Exercise 12. A cache line is typically 64 bytes. Explain why this size is a design trade-off. What would happen if cache lines were very small (say 1 byte)? What would happen if they were very large (say 4 KB, a full page)? In each extreme case, identify which type of access pattern would suffer and which would benefit.
Solution to Exercise 12
Cache line size is a trade-off between spatial locality exploitation and wasted bandwidth.
Very small cache lines (1 byte): Every access fetches exactly the byte needed -- no waste. But spatial locality is not exploited at all. Sequential access through an array would require a separate memory fetch for every byte, overwhelming the memory bus. The cache would also need vastly more tag entries (metadata), increasing its complexity and power consumption.
Very large cache lines (4 KB): Sequential access would be extremely efficient -- one fetch loads 4 KB of data. But any access to a different region of memory would evict 4 KB of cached data, even if only a few bytes were needed. Random access patterns would be catastrophic: each access wastes almost the entire 4 KB line. Cache "thrashing" (evicting useful data to make room) would be severe because fewer lines fit in the cache.
The 64-byte sweet spot balances these concerns: it is large enough to exploit spatial locality for sequential patterns (8 doubles per line) but small enough that random accesses do not waste excessive bandwidth or evict too much useful data.
13. Short Answers¶
- To balance speed and capacity of memory
- Data found in cache
- Data must be fetched from lower memory
- Block of memory transferred between cache and RAM
- Recently used data reused again
- Nearby memory accessed together
- Contiguous memory improves cache efficiency
- Eight
14. Summary¶
- The memory hierarchy organizes storage into layers of different speeds and capacities.
- Registers and caches are extremely fast but small; RAM and disk are large but slower.

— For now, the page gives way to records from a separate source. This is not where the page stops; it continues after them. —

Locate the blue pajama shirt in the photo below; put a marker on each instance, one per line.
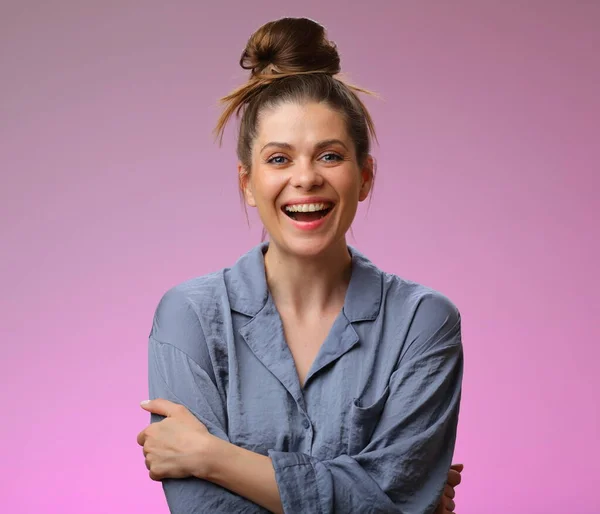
(373, 428)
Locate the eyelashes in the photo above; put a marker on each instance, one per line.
(329, 157)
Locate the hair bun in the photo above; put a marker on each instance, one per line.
(290, 45)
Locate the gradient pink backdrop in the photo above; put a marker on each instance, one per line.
(112, 191)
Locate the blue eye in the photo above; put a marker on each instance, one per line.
(331, 157)
(277, 159)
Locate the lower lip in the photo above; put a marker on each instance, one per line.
(309, 225)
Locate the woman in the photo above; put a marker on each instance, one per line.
(303, 378)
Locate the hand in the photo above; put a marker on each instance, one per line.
(447, 503)
(175, 446)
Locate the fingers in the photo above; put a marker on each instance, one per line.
(160, 406)
(454, 478)
(141, 438)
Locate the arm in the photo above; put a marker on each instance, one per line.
(404, 467)
(175, 376)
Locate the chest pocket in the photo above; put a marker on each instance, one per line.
(363, 421)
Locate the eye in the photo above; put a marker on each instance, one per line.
(277, 159)
(331, 157)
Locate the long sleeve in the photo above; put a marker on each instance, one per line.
(174, 375)
(403, 467)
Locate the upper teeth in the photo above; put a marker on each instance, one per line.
(306, 207)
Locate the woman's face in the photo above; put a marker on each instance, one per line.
(305, 180)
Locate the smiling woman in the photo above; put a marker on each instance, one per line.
(303, 379)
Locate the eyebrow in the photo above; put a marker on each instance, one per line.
(318, 146)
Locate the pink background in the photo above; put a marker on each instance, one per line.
(112, 191)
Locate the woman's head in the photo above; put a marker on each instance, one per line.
(323, 133)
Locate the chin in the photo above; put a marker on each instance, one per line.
(309, 247)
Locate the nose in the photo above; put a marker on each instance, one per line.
(305, 176)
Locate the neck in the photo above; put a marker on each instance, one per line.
(308, 286)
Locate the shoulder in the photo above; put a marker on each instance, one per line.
(422, 300)
(177, 317)
(429, 317)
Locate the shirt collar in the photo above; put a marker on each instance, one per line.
(248, 293)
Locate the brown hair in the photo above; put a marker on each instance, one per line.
(291, 59)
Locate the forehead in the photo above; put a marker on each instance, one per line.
(299, 124)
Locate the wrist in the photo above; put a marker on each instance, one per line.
(212, 456)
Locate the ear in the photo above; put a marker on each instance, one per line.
(245, 186)
(366, 175)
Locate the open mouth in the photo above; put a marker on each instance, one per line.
(308, 212)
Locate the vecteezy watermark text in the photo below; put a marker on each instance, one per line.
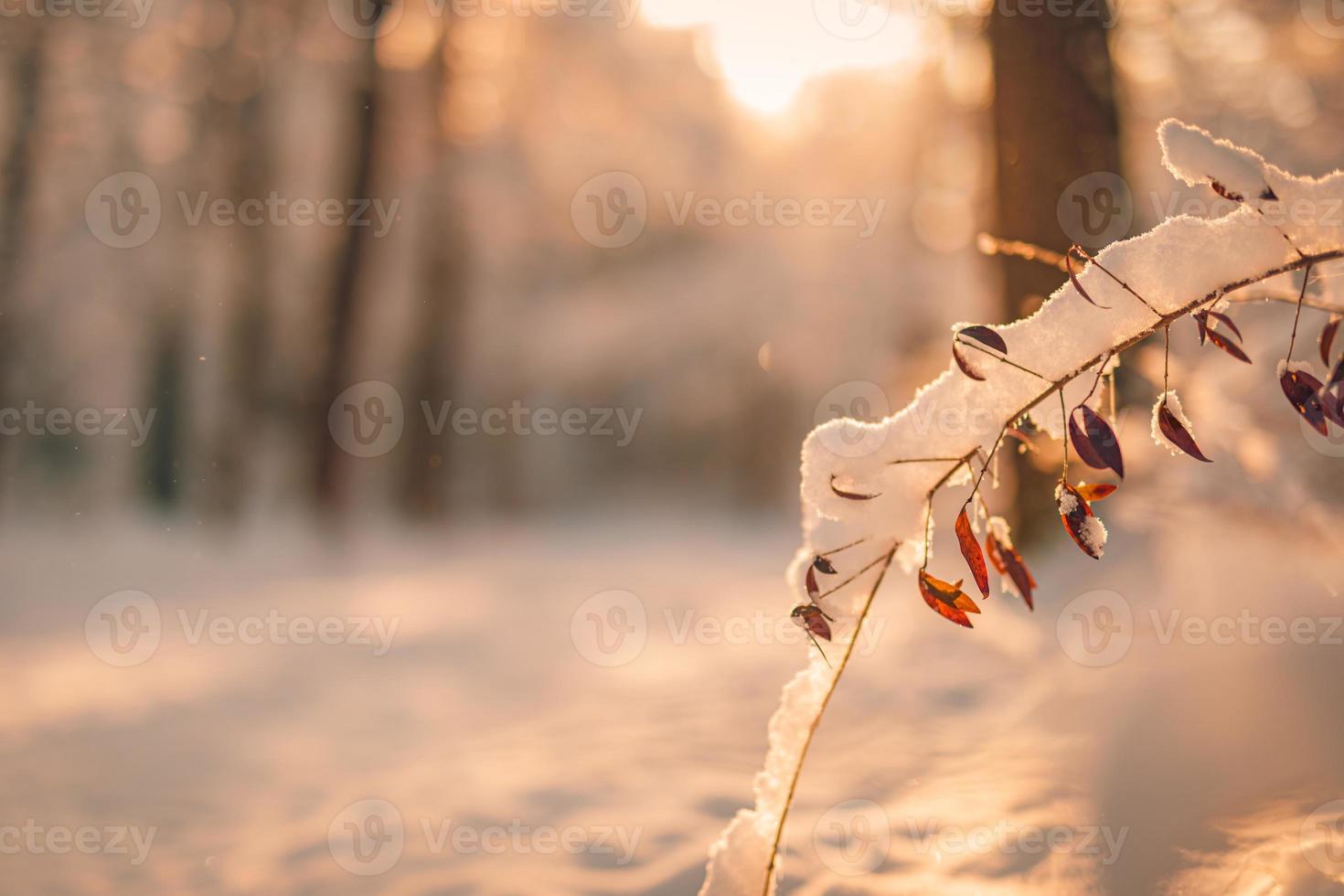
(117, 422)
(134, 11)
(369, 836)
(59, 840)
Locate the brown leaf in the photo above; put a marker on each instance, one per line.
(812, 620)
(1009, 563)
(1072, 278)
(1075, 513)
(1303, 389)
(1095, 441)
(1178, 434)
(1097, 491)
(848, 493)
(1332, 328)
(1226, 321)
(986, 336)
(1227, 346)
(964, 363)
(946, 600)
(972, 552)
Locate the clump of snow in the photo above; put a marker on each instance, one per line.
(1094, 536)
(1180, 262)
(1197, 157)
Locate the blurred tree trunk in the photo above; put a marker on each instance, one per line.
(19, 160)
(1054, 120)
(334, 377)
(438, 316)
(243, 406)
(163, 450)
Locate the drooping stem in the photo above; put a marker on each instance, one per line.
(1307, 275)
(821, 710)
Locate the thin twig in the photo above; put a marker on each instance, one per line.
(821, 710)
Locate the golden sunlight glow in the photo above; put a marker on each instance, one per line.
(766, 51)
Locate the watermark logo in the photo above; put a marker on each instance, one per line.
(366, 19)
(852, 837)
(611, 209)
(852, 19)
(368, 420)
(855, 402)
(123, 629)
(611, 627)
(123, 211)
(368, 837)
(1321, 838)
(1324, 16)
(1095, 209)
(1095, 629)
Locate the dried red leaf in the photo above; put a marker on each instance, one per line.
(972, 552)
(1097, 491)
(1227, 346)
(946, 600)
(848, 493)
(1303, 389)
(1072, 278)
(964, 363)
(986, 336)
(1328, 335)
(812, 620)
(1095, 441)
(1074, 512)
(1009, 563)
(1178, 434)
(1333, 407)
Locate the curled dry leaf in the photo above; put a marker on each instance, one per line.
(984, 336)
(964, 363)
(1304, 389)
(1080, 521)
(812, 620)
(846, 489)
(1008, 561)
(1072, 278)
(1328, 335)
(1338, 375)
(1097, 491)
(948, 600)
(1229, 346)
(1095, 441)
(1175, 432)
(972, 552)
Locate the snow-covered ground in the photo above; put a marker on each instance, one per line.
(519, 759)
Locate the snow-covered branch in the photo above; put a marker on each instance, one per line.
(867, 488)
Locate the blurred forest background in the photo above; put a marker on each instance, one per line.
(483, 292)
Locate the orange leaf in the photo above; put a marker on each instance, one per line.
(972, 552)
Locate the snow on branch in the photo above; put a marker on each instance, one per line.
(867, 488)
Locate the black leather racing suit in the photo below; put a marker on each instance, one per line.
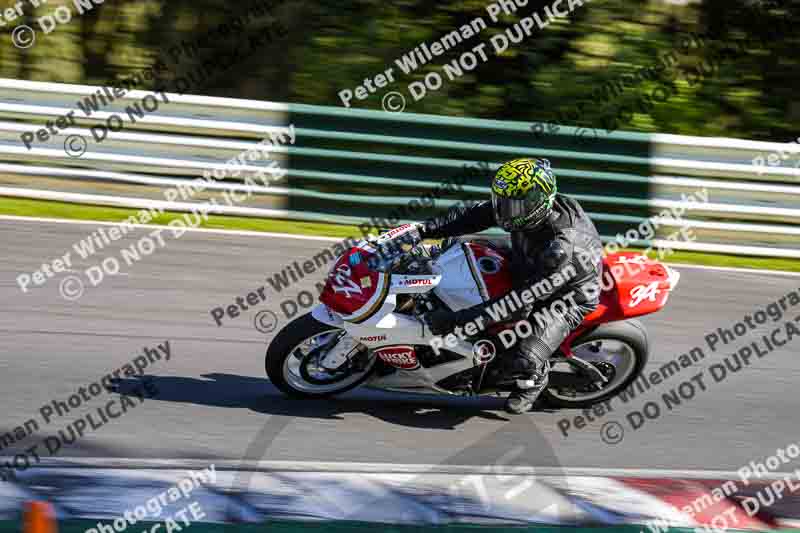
(566, 243)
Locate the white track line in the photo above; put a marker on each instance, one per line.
(384, 468)
(246, 233)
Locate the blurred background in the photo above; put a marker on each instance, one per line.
(328, 46)
(643, 106)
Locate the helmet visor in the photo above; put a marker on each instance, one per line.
(517, 213)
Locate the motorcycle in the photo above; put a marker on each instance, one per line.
(368, 328)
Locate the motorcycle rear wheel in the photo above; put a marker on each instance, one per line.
(622, 345)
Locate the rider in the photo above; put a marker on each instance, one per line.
(549, 232)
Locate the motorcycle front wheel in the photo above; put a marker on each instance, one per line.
(292, 361)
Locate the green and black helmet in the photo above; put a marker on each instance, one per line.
(523, 192)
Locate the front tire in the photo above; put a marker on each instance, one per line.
(290, 358)
(624, 343)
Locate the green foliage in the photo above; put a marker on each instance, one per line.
(332, 45)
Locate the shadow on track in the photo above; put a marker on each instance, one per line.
(258, 394)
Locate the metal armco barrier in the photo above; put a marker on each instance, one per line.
(350, 165)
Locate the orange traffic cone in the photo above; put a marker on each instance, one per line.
(39, 518)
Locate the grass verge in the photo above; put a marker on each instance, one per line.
(48, 209)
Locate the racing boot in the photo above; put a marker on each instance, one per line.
(529, 385)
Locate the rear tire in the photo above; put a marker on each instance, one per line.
(631, 333)
(285, 344)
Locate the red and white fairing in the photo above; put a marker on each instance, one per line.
(472, 273)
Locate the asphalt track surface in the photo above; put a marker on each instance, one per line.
(215, 402)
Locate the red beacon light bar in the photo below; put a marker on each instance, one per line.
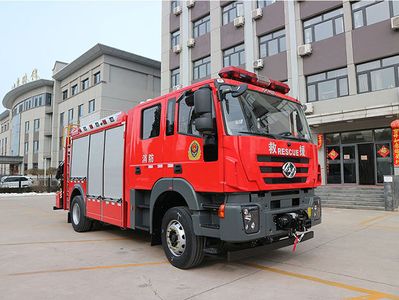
(251, 78)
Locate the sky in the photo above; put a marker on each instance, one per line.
(35, 34)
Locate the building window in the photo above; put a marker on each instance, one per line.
(327, 85)
(234, 56)
(80, 111)
(202, 26)
(323, 26)
(272, 43)
(232, 11)
(36, 125)
(97, 78)
(150, 122)
(48, 99)
(26, 127)
(92, 106)
(62, 120)
(370, 12)
(37, 101)
(35, 146)
(262, 3)
(85, 84)
(378, 74)
(74, 89)
(175, 77)
(202, 68)
(175, 38)
(70, 116)
(173, 5)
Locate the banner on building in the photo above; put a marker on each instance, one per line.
(319, 141)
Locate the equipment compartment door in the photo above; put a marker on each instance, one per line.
(193, 156)
(366, 164)
(113, 175)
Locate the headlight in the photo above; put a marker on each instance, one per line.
(250, 216)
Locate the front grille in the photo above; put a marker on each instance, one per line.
(283, 159)
(278, 170)
(270, 168)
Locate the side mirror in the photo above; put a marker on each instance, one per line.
(203, 110)
(235, 91)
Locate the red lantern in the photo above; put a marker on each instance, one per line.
(319, 141)
(395, 142)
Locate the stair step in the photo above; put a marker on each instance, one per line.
(354, 204)
(355, 207)
(142, 227)
(371, 199)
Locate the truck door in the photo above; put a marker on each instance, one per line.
(148, 156)
(190, 155)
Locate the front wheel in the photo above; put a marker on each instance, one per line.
(80, 222)
(182, 247)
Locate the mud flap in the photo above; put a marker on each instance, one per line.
(256, 251)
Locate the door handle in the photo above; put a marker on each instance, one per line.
(177, 169)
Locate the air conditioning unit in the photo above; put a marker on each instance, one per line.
(308, 107)
(258, 64)
(177, 87)
(177, 10)
(177, 49)
(239, 21)
(305, 49)
(257, 13)
(395, 23)
(191, 43)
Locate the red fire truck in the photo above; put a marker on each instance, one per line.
(222, 166)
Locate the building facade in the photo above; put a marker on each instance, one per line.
(30, 123)
(101, 82)
(340, 58)
(4, 140)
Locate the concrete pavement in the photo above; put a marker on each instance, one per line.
(354, 255)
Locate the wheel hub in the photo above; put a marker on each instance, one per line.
(76, 214)
(176, 238)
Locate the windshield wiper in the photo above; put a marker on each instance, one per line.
(259, 134)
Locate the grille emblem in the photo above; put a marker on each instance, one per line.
(289, 170)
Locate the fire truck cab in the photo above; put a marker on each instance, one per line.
(217, 167)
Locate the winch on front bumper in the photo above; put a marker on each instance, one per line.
(263, 217)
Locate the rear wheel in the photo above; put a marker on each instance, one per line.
(182, 247)
(80, 222)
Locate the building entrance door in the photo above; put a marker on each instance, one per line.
(366, 163)
(349, 163)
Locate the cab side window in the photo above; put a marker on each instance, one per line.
(150, 122)
(170, 117)
(186, 117)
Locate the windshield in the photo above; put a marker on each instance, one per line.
(260, 114)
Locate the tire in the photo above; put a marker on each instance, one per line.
(177, 230)
(80, 222)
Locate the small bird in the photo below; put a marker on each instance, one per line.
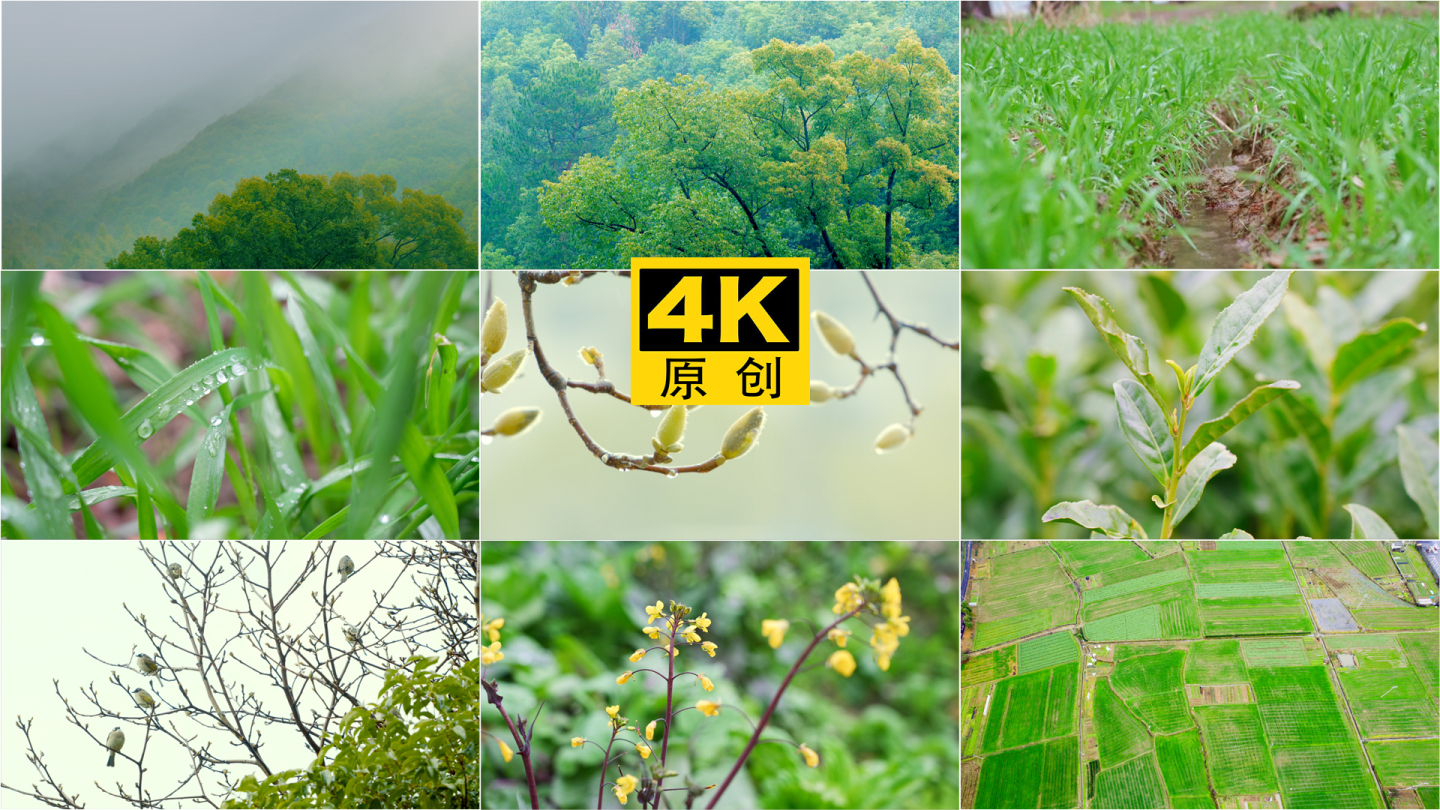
(143, 699)
(115, 741)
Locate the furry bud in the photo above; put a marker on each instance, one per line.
(743, 434)
(516, 421)
(835, 335)
(498, 374)
(892, 437)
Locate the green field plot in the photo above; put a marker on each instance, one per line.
(1129, 626)
(1423, 650)
(1180, 619)
(1132, 784)
(1121, 735)
(1398, 619)
(1138, 584)
(1368, 557)
(1181, 764)
(1388, 702)
(1325, 776)
(1092, 558)
(1010, 779)
(1001, 630)
(988, 666)
(1236, 748)
(1220, 590)
(1275, 652)
(1151, 686)
(1216, 662)
(1254, 616)
(1298, 705)
(1406, 763)
(1047, 652)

- Data moves between levels in cache lines, typically 64 bytes.
- Programs benefit from temporal locality and spatial locality.
- Sequential memory access is faster because cache lines preload nearby data.
- Python objects are scattered in memory, reducing cache efficiency.
- NumPy arrays store contiguous data, enabling much faster numerical computation.
Understanding memory hierarchy and data layout is crucial for designing high-performance programs and efficient numerical algorithms.
Exercises¶
Exercise 1. Draw or describe the memory hierarchy from registers to disk, listing approximate access times for each level.
Solution to Exercise 1
Registers: ~0.3 ns; L1 cache: ~1 ns; L2 cache: ~3-10 ns; L3 cache: ~10-30 ns; RAM: ~50-100 ns; SSD: ~50-150 microseconds; HDD: ~5-10 ms. Each level is roughly 10x slower and 10-100x larger than the one above it.
Exercise 2. Why is understanding the memory hierarchy important for writing efficient programs.
Solution to Exercise 2
Programs that exhibit good locality (accessing data in patterns that keep frequently used data in cache) can run orders of magnitude faster than those with poor locality. Understanding the hierarchy helps programmers choose appropriate data structures, access patterns, and algorithms.